By Al Barbarino
When Joe Harbert left Cushman & Wakefield in May, the firm was riding high, basking in the previous year’s successes.
Leaving after eight years to join Colliers International seemed like the last thing anyone expected. It was the furthest thing from 65-year-old Harbert’s own mind.
“We had a wildly successful year,” Harbert said. “We hit number one, the revenue was through the roof. In the midst of all that you’re not thinking about leaving your firm or what’s going on with your career. You’re just not. You’re too engaged.”
As COO of the firm, Harbert helped build C&W into a premier office leasing brokerage in Manhattan, New Jersey, Weschester and Fairfield.

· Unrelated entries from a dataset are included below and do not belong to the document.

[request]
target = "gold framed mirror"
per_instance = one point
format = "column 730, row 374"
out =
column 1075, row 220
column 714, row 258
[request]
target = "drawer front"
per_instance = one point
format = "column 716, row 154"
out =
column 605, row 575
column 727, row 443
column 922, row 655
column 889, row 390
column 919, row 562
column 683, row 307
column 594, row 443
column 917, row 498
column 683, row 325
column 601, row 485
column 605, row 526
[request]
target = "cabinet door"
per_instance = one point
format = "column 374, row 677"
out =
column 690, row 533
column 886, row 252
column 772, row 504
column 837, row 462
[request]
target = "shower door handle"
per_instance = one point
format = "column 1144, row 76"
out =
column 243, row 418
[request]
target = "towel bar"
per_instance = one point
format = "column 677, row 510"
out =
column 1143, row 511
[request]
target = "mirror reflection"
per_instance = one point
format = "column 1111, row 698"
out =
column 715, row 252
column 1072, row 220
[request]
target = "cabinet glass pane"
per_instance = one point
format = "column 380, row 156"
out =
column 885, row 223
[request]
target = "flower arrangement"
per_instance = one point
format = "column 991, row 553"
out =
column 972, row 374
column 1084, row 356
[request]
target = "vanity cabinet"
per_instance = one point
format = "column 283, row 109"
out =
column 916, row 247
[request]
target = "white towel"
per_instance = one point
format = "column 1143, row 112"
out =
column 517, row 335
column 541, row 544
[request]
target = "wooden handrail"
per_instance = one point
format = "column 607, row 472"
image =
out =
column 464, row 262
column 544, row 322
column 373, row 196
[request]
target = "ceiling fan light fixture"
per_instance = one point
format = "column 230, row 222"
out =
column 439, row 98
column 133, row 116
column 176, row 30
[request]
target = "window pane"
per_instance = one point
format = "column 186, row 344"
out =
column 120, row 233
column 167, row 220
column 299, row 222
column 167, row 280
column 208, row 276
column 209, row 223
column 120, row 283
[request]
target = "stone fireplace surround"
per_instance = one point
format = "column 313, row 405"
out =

Under his leadership, the firm established a well-balanced investment banking and consulting practice, too.
“When I got there in 2004, they were not very collaborative,” Harbert said. “But they became much more collaborative because, I think, they realized that they could change how they did things. And they did change how they did things. And I’m very proud of what they accomplished.”
But a fateful meeting with Dylan Taylor, CEO of Colliers’ U.S. operations, did get Harbert thinking about his options.
At that first meeting, during which Dylan spoke casually of a new opportunity at Colliers, Harbert said he “thought nothing of it.”
But the more Taylor talked, the more Harbert listened. And soon came a second meeting. Then a third.
“This guy was pretty persistent,” Harbert said. “The picture he painted of what he needed was very appealing to me. An east coast role really appealed to me. I’m an east coast guy. I’m a New Yorker,” Harbert, born and raised in Queens, said.
Harbert had been recruiting talent himself for years and, after several meetings with Taylor, he realized the he himself was the perfect recruit.
“The basic rule of recruiting is that people who are tremendously engaged, satisfied and still have goals to achieve generally don’t leave their post,” Harbert said. “When I recruit, I look for people who have that feeling that they’ve maxed out. They’ve accomplished what they could, but they have other things to do. I can say that, frankly, I felt the same way.”
As president of Colliers’ eastern region, Harbert will focus on tightening the company’s grip on the east coast. New York and Washington, D.C. will be focal points, he said.
The firm is looking to grow further in Boston, Atlanta, Richmond, Virginia, Philly, and Florida, to name a few, building on operations led by top brokers and executives like Leon Manoff, Bob Friedman, Bob Tunis and Michael Cohen, Harbert said.
“We have a great core to build around,” Harbert said. “When you build these things, you have the opportunity to go up against the big guys and take them out one by one, or you can build your business. This is a profit-driven business, we want to grow the revenues and make a profit. But there’s lots of ways to make money without being the number one firm.”
Harbert currently oversees roughly 240 people in the New York metro area, 70 in Boston, and 40 in D.C. He plans to add dozens more to the roster, and it is “reasonable” to expect a new Manhattan office some time in the next year, he said.
If the last six weeks at Colliers is any indication, it won’t be difficult to find top talent. Harbert said he’s already received calls from between 50 and 60 brokers inquiring about opportunities at the firm.
“I’ve got to beat them away with sticks,” he joked. “Apparently, I have a decent reputation and the fact that I made this personal choice to come here for my own opportunity has made a statement and resonated with people I’ve grown with in the business. While some of it is institutional, some of it is personal. So that’s very gratifying.”
Once Harbert is done meeting everyone at the firm and conveying what some of his goals are to his colleagues, he will fall back on what he knows best — dealing with people, as he’s done throughout his career inside and outside of real estate.
He has worked as a teacher and for non-governmental organizations. He ran a research institute at the City University of New York and worked for the Board of Education and the MTA, where he got his first taste for real estate in the city agency’s real estate department.
He also holds a bachelor’s degree in political science, three master’s degrees — in political science, education and philosophy — and a P.H.D. in political science.
“If I ever write a book it will be called ‘Management as a Helping Profession.’ That’s just me. That’s how I approach things,” he said. “My style is to listen to people, support them, to get them to think about guiding their own future, from a vision of the future, as opposed to meandering through life based on what was done in the past.”
“My approach here at Colliers, and everywhere I’ve ever been, is to take what you have, because that’s the hand you’re dealt and you decide what can you make this into,” he added. “I’m having a great time. It’s a little bit like open-field running because there’s so much that we can accomplish. I feel energized about that.”